Dans un discours, prononcé le 10 novembre 1963 à Detroit, qui aura profondément influencé l’historiographie de la population noire aux États Unis — le chanteur Harry Belafonte reprenait encore l’imagerie en octobre 2002 en référence à deux hauts fonctionnaires de l’administration du président George W. Bush —, Malcom X opposait le « house negro » au « field negro » du sud des États-Unis avant l’abolition de l’esclavage dans ce pays ; le premier, zélé serviteur de maison se préoccupant du bien-être du propriétaire des lieux plus que celui-ci lui-même, le second insoumis confiné au champ et ne désirant que la fin du maître.

De la même façon que, dans leur lutte pour leur émancipation, les noirs américains ont eu à observer le cheminement, souvent âpre, de ce continuum, et, à l’image d’autres populations qui ont connues diverses formes de soumission ou de stigmatisation, les Arabes et les musulmans de l’après-11 septembre en sont rapidement venus à connaitre intimement l’insidieuse mécanique du divide et impera.

Entamé au lendemain du 11 septembre, accéléré à la suite du 11 mars et amplifié après le 7 juillet, ce phénomène, à la fois ancien et nouveau, a désormais atteint une forme de maturité par laquelle de nouveaux messagers de lignage culturel arabo-musulman (direct ou indirect) portant la parole occidentale expriment sans réserves une hostilité à l’islam — qu’à l’image d’un sentiment anti-américain souvent décrié, on qualifiera de primaire — ; non pas l’islamisme en tant qu’idéologie politique circonscrite ou aux diverses et complexes positions de la multiplicité des acteurs stratifiés qui habitent l’univers sociopolitique arabo-musulman, mais simplement l’islam et, en filigrane, l’arabité en tant que tels.

Coup sur coup, ce phénomène prend de l’ampleur ces derniers mois.

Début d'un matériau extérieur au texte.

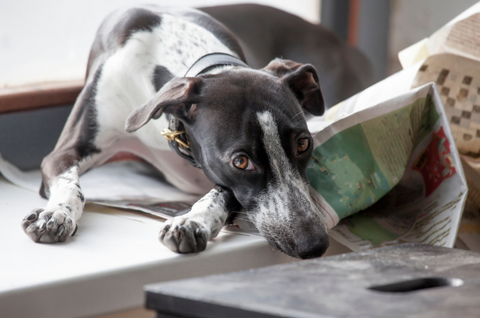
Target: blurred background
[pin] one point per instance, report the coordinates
(50, 39)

Lors d’un débat de l’émission hebdomadaire de la chaine d’information satellitaire Al Jazira, Al Ittijah al Mou’akiss (le sens opposé), Wafa Sultan, psychiatre syrienne résidente en Californie (qui s’était déclarée « plus américaine que les Américains  » en novembre 2007), multiplie, le 4 mars dernier, les invectives à l’égard de l’islam qualifiant cette religion de « tyrannie depuis ses débuts » et opinant que l’affaire des caricatures danoises « a réussie à ouvrir une fenêtre par laquelle va briller le soleil sur cet obscurantisme  ».

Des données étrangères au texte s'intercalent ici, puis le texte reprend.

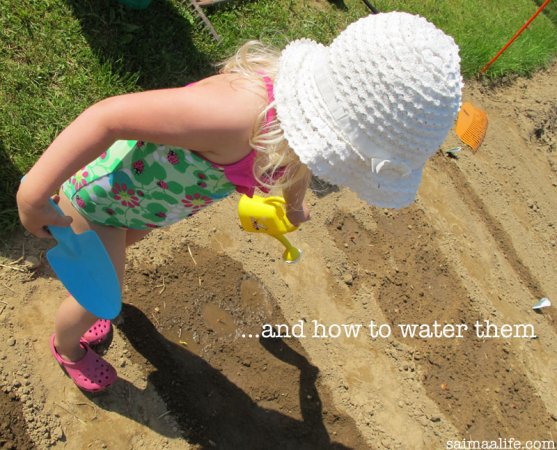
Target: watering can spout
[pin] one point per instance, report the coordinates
(268, 215)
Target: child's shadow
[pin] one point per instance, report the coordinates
(212, 411)
(154, 44)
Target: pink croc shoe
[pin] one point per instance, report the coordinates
(98, 332)
(91, 373)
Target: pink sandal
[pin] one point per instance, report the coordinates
(98, 332)
(91, 373)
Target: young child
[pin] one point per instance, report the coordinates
(365, 112)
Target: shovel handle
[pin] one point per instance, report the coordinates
(60, 233)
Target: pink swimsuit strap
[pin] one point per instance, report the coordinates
(240, 173)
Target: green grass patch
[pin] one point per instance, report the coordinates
(59, 56)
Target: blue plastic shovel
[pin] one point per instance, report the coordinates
(84, 267)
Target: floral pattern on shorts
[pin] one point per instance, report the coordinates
(142, 185)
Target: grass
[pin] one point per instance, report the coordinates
(59, 56)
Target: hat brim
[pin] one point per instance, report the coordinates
(311, 133)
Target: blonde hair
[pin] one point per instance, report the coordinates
(275, 160)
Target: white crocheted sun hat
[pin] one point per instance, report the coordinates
(368, 111)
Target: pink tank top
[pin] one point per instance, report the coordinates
(240, 173)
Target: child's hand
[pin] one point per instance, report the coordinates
(297, 216)
(36, 218)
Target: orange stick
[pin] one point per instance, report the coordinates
(540, 9)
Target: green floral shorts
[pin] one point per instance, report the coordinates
(141, 185)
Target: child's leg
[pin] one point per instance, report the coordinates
(72, 320)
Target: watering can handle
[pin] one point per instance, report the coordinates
(279, 204)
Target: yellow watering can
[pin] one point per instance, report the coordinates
(268, 215)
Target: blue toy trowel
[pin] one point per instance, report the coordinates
(84, 267)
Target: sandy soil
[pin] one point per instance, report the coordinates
(480, 244)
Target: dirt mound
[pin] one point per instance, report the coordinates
(478, 247)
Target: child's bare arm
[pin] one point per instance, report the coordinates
(215, 115)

À tel point que la libérale Al Jazira qui en a pourtant vu d’autres (précisément dans cette émission dont le principe est de mettre face à face deux points de vues contradictoires sur un thème d’actualité), se sentira obligé de présenter ses excuses aux téléspectateurs et annulera la rediffusion de l’émission. Fin janvier, c’est sur la chaîne de télévision française France 3, lors de l’émission « Ce Soir ou Jamais », que l’écrivain tunisien Abdelwahab Meddeb déclare, avec une étonnante nonchalance, que la mort de vingt mille civils Afghans en octobre 2001 provoquée par les bombardements américains et britanniques en représailles aux attaques du 11 septembre (trois mille morts) était acceptable au titre de « dommages collatéraux ».

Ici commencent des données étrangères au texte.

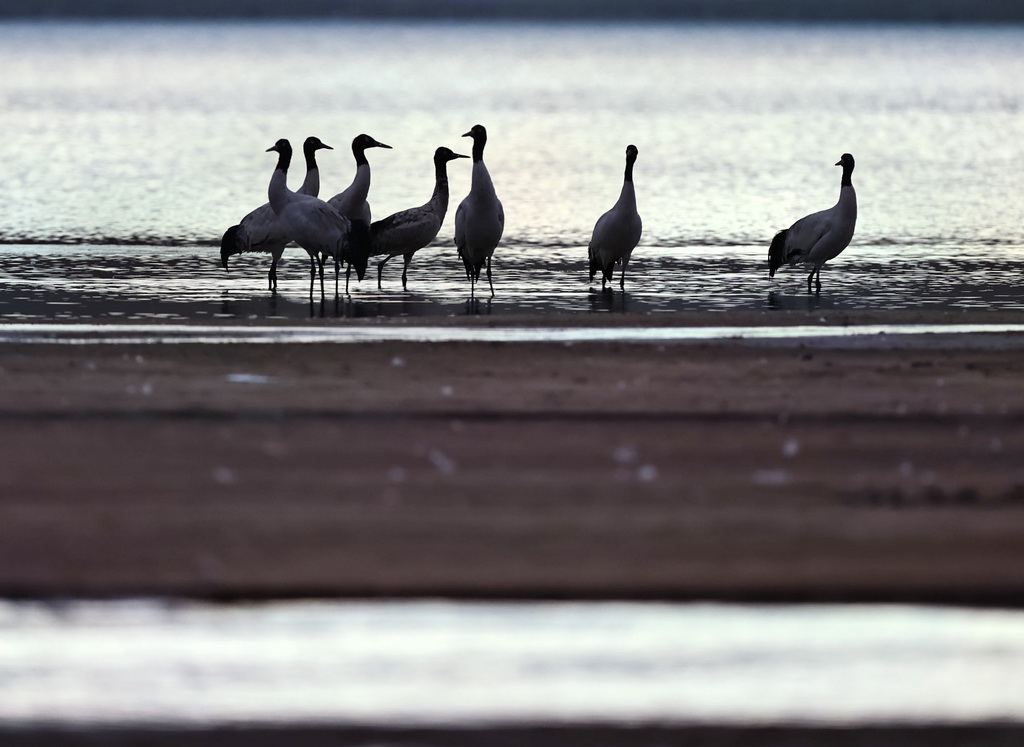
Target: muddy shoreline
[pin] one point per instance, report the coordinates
(722, 470)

Le phénomène des auxiliaires Arabes et musulmans — dans le livre de Harriet Beecher Stowe, l’amour chrétien et la dévotion de Tom à ses maitres sont les clefs de son salut — a certes une longue généalogie, l’inconstance étant, historiquement, l’un des maux de ces supplétifs. Beaucoup d’avancées coloniales n’auraient pas eue lieu sans la collaboration active d’agents locaux. Dans son raciste Travail sur l’Algérie (1841), Alexis de Tocqueville remarquait que « Les faits, non seulement de notre temps, mais aux époques antérieures, ont prouvé que les mêmes Arabes qui montraient la haine la plus furieuse contre les Chrétiens pouvaient tout à coup prendre les armes pour eux et se tourner contre leurs compatriotes. Il ne faut donc jamais désespérer de les gagner soit en flattant leur ambition, soit en leur distribuant de l’argent. »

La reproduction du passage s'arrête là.